By Muskan Arora
The CIO of $67 billion State of Maryland Retirement and Pension System continues to build his portfolio allocations through a lens that may survive which ever way U.S. elections sway the highly politicized energy issue.
In an exclusive conversation with
Markets Group, CIO Andrew Palmer spoke about investing in the energy transition
through his growing infrastructure portfolio.
Though the number of managers and
the size of allocation is yet to be determined, the ticket sizes would range
$100 million and above.
“The number of managers and the
size of the allocation will be determined by how many good managers we find,”

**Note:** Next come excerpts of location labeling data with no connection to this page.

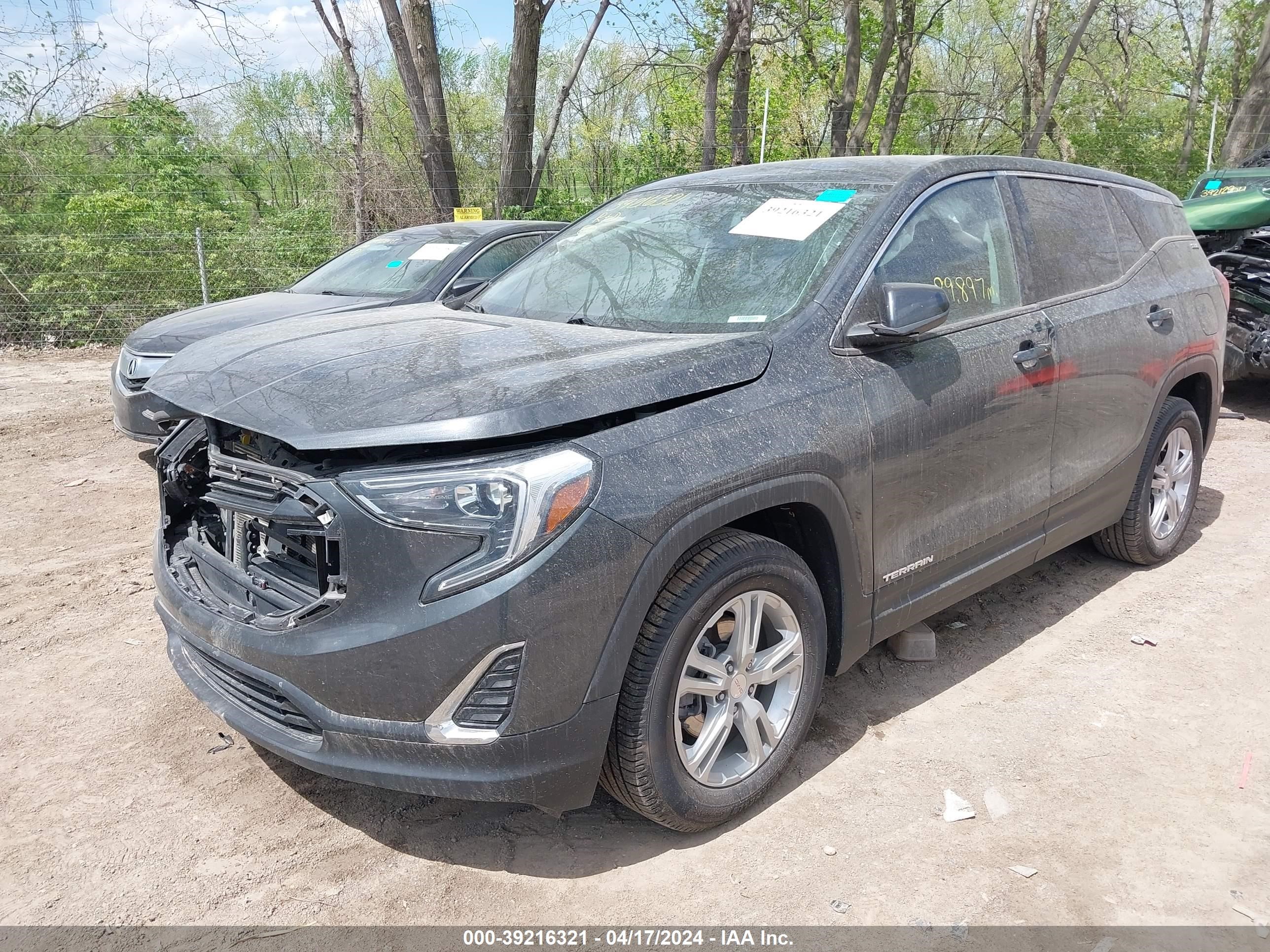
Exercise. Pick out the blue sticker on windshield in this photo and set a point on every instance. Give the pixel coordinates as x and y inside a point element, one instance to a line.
<point>836,195</point>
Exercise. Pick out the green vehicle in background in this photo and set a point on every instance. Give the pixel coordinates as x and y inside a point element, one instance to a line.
<point>1230,212</point>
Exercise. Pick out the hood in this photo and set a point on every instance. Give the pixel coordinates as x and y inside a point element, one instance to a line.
<point>424,374</point>
<point>1229,212</point>
<point>176,332</point>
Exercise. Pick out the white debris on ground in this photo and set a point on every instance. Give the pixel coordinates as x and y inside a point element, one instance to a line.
<point>955,808</point>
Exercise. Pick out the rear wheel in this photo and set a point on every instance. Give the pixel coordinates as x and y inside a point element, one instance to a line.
<point>1164,499</point>
<point>722,686</point>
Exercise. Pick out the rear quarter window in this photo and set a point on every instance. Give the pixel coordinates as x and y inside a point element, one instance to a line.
<point>1129,245</point>
<point>1152,220</point>
<point>1067,237</point>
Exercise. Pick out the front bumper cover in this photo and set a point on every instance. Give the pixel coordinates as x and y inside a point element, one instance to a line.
<point>369,675</point>
<point>130,407</point>
<point>554,768</point>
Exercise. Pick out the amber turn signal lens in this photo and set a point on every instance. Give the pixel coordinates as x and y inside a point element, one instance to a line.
<point>568,498</point>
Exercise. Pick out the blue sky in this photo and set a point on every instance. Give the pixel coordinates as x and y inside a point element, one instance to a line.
<point>171,37</point>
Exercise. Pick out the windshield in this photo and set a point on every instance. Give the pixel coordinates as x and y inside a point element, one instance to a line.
<point>1214,184</point>
<point>390,266</point>
<point>690,258</point>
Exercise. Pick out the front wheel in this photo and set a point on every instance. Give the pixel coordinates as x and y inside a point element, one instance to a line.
<point>722,686</point>
<point>1164,498</point>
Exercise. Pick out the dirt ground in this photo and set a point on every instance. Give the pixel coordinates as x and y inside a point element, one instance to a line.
<point>1121,763</point>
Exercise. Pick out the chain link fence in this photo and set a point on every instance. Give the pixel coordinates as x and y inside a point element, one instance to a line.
<point>94,287</point>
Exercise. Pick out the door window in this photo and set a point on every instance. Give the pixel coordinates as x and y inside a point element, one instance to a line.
<point>1067,237</point>
<point>502,256</point>
<point>958,240</point>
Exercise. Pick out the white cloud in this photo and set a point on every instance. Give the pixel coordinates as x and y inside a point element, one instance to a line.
<point>179,49</point>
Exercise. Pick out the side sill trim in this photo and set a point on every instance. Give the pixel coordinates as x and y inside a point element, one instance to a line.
<point>441,729</point>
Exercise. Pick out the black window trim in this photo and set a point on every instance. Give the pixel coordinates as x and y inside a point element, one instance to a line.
<point>495,243</point>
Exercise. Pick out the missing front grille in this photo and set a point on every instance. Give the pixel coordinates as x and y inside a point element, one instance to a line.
<point>250,540</point>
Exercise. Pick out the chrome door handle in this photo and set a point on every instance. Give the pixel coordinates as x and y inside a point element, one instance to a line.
<point>1030,356</point>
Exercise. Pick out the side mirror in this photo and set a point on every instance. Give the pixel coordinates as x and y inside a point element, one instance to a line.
<point>466,286</point>
<point>907,309</point>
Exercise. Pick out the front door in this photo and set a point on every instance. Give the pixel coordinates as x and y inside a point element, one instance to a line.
<point>963,418</point>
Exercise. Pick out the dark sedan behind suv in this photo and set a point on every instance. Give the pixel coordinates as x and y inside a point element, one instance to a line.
<point>423,263</point>
<point>621,517</point>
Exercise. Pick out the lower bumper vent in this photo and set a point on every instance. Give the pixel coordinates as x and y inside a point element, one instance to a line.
<point>490,702</point>
<point>254,695</point>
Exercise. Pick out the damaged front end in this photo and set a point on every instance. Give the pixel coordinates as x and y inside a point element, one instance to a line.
<point>1246,267</point>
<point>243,536</point>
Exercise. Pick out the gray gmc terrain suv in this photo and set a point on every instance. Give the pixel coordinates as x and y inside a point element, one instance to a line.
<point>619,518</point>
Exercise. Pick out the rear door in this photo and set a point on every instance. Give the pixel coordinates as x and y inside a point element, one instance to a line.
<point>1112,309</point>
<point>962,418</point>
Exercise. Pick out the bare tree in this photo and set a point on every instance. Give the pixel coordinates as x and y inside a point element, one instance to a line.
<point>422,32</point>
<point>1025,59</point>
<point>903,69</point>
<point>1199,58</point>
<point>710,101</point>
<point>1047,109</point>
<point>340,37</point>
<point>1250,125</point>
<point>742,73</point>
<point>877,73</point>
<point>565,89</point>
<point>516,157</point>
<point>444,190</point>
<point>843,109</point>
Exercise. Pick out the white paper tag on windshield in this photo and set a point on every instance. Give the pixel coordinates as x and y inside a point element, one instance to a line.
<point>433,252</point>
<point>792,219</point>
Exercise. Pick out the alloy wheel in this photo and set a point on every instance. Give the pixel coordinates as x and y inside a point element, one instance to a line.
<point>738,688</point>
<point>1170,483</point>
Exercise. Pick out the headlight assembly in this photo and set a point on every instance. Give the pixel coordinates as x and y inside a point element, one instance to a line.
<point>513,507</point>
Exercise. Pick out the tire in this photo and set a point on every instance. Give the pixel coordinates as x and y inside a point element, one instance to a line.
<point>647,763</point>
<point>1134,539</point>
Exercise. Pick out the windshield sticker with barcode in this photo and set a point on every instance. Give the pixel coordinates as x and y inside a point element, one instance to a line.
<point>790,219</point>
<point>435,252</point>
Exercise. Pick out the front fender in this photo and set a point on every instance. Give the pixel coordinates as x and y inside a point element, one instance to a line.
<point>812,489</point>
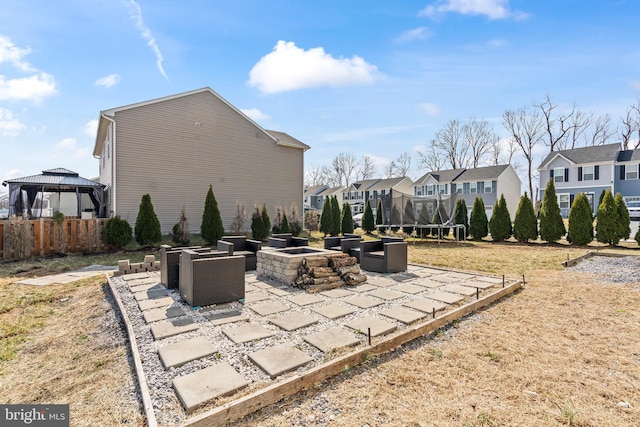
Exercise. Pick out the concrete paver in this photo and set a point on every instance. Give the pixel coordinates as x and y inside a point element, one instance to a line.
<point>293,321</point>
<point>206,384</point>
<point>332,339</point>
<point>246,333</point>
<point>279,359</point>
<point>378,326</point>
<point>181,352</point>
<point>333,310</point>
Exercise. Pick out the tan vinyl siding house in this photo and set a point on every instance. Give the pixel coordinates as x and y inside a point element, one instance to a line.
<point>175,147</point>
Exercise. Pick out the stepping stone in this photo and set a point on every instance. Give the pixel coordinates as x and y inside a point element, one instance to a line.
<point>428,283</point>
<point>409,288</point>
<point>169,328</point>
<point>425,305</point>
<point>148,304</point>
<point>386,294</point>
<point>293,321</point>
<point>447,297</point>
<point>381,282</point>
<point>478,284</point>
<point>305,299</point>
<point>206,384</point>
<point>458,289</point>
<point>378,326</point>
<point>363,288</point>
<point>179,353</point>
<point>156,314</point>
<point>333,311</point>
<point>246,333</point>
<point>225,317</point>
<point>403,314</point>
<point>279,292</point>
<point>364,301</point>
<point>269,307</point>
<point>336,293</point>
<point>255,296</point>
<point>280,359</point>
<point>150,294</point>
<point>332,339</point>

Palmer told Markets Group.
“We are reviewing the opportunity
set,” he added.
With a focus on investing in the
development of greenfield spaces, Palmer is eyeing value added and opportunistic spaces over core strategies and “expect
to fund a mix of late stage development of greenfield spaces and operating
assets.”
“Being the part of the process
that is creating wind farms, creating solar farms, creating green hydrogen
plants and you build them and sell them to a long-term holder, would yield
higher reward,” said Palmer.
“We want the dollars to be going
in and creating a low carbon solution and then repeating that. We think this is
going to drive great returns and would be the most impactful,” said Palmer.

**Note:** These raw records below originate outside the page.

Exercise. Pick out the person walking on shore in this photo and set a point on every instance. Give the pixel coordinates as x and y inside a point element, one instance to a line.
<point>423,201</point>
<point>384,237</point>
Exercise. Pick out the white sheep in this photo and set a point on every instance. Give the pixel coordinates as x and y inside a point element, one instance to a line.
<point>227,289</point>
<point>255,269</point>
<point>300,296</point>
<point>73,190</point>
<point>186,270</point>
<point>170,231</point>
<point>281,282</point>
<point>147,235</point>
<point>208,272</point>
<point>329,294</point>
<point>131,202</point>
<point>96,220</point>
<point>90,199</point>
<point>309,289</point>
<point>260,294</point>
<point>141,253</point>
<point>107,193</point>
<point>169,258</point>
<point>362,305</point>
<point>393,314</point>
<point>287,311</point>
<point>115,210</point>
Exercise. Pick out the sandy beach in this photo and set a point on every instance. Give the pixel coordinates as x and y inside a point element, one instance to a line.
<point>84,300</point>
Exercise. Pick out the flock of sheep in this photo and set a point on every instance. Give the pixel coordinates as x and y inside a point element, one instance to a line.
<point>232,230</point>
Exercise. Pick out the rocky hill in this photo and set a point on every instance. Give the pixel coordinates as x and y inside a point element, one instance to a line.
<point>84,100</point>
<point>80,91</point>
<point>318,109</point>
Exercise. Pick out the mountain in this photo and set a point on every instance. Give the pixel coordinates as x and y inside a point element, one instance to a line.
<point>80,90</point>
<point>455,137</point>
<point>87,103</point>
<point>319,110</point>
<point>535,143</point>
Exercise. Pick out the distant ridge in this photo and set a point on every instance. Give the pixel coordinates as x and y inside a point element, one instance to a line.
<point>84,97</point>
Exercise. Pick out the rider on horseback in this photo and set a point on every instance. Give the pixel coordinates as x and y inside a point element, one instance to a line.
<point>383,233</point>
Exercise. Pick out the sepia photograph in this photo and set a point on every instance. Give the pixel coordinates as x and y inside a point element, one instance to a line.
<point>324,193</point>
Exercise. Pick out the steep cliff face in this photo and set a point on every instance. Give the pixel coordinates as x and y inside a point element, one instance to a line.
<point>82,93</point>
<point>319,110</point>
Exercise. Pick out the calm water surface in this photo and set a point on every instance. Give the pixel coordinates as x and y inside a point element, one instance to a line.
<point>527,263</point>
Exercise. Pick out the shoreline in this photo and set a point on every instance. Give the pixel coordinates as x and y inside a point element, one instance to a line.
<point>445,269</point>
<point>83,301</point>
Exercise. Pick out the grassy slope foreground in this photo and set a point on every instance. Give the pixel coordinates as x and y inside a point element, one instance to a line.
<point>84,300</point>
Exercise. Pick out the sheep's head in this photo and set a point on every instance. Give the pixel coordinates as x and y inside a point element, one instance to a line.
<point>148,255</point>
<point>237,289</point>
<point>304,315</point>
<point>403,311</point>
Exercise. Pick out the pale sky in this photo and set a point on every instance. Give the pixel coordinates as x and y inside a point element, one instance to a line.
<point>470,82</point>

The system allocates 4% or $2.6
billion, within their real assets portfolio, against a target of 5% or $3.35
billion, as of September 2023.
The real assets portfolio sits at
15% or $10.05 billion against a target range of 11% or $7.3 billion to 19% or $12.7bn.
The fund roster includes Stonepeak Opportunities Fund and I Squared Global Infrastructure Fund
III among others.
The pension plan realised the
importance of increasing their allocation to their infrastructure sleeve after
attending an educational session on how climate impacts our return forecasts.
Maryland is also set to launch a
consultant search to evaluate whether it is possible and profitable for the
system to target dollars to in-state investments by examining the size of the
private markets in Maryland and the risk and return experience of those
investments.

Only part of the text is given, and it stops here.